2. Sea of Tranquility and The Glass Hotel, Emily St John-Mandel
Having read Station Eleven some years ago, I knew that Emily St John-Mandel’s prose is the sort I find reliably beautiful and would always make for poignant reading. But because the synopsis for The Glass Hotel (Ponzi schemes and container ships?) did not seem immediately engaging, I put it aside for Sea of Tranquility, which, according to the synopsis, is about “art, time travel, love, and plague”. Isn’t that enticing? As expected, it was lovely and ambitious and moving, and convinced me enough to pick up The Glass Hotel almost right as soon as I turned the last page.
Well, joke’s on me, because it turns out the two novels are linked, with The Glass Hotel serving as a prequel of sorts to Sea of Tranquility. Reading them out of publication and chronological order was fascinating— A character that was just an off-mention in Sea of Tranquility turns out to be a main viewpoint character The Glass Hotel. An event that devastated that character’s life in The Glass Hotel is just an incidental event in the sequel, and vice versa. You know from the first page how everything is going to turn out, yet this doesn’t detract from the experience at all. Instead, it’s a different but just as delectable kind of tension; the pleasure that comes from being bestowed a different perspective.
3. Interview with the Vampire Season 3
Speaking of things experienced out of order… I cannot not speak of the latest season of Interview with the Vampire which began airing this month.
It is driving me insane.
How much can you rewrite history? How much can you really retell your own story? Is memory mere performance? How (un)reliable are our own memories, and is this by choice? How true are the stories we tell? Whose story is the right one? Can such a thing even exist? All these issues are portrayed wonderfully on screen, reminiscent of how Kazuo Ishiguro’s Remains of the Day did it on the page.

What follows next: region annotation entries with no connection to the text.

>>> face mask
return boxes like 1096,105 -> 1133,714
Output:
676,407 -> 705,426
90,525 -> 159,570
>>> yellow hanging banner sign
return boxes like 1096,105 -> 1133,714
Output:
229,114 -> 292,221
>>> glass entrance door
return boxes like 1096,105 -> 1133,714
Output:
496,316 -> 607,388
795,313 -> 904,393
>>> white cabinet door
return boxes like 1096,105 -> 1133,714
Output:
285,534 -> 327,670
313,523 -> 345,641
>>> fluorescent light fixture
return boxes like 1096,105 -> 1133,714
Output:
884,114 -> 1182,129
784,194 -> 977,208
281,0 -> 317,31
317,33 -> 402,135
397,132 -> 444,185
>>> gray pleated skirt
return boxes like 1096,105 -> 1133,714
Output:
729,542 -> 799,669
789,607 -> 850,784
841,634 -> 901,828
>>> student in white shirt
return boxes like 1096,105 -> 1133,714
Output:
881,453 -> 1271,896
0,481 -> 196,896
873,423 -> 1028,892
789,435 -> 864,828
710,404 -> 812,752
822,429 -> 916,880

The previous two seasons of Interview with the Vampire have been magnificent feats of acting and storytelling, both marked by narrative twists of such immense and daring scale, I still can’t believe I got to watch it happen. I suppose it’s only to be expected from a show that deals with personal narrative and repressed memories, and all the necessary filters and lies of omission and editorialising that arise from relaying your autobiography to a third party.
But trust me, by the end of each season, you’ll be clawing at your face to rewatch every episode that came before, because so severely do these reveals turn things on their head and recast everything you have previously been shown in a whole new ghastly light— as hindsight does, as life often does. It is just so impressive how the show pulls it off, and not out of nowhere. Everything has been right under your nose all this time. Everything has been deliberate. You can watch everything all over again and you will find that the signs really were there, all this time.
And at the moment, the third season appears to be in the midst of once again executing yet another mind-boggling twist, the implications of which would be truly wild, adding insane layers of pain and depth and heartbreaking romanticism to the narratives we have already been presented with. I am beyond interested to see how it pans out, how it alters the past we think we know, and how they’ve covered it up all this time. Sundays cannot come fast enough!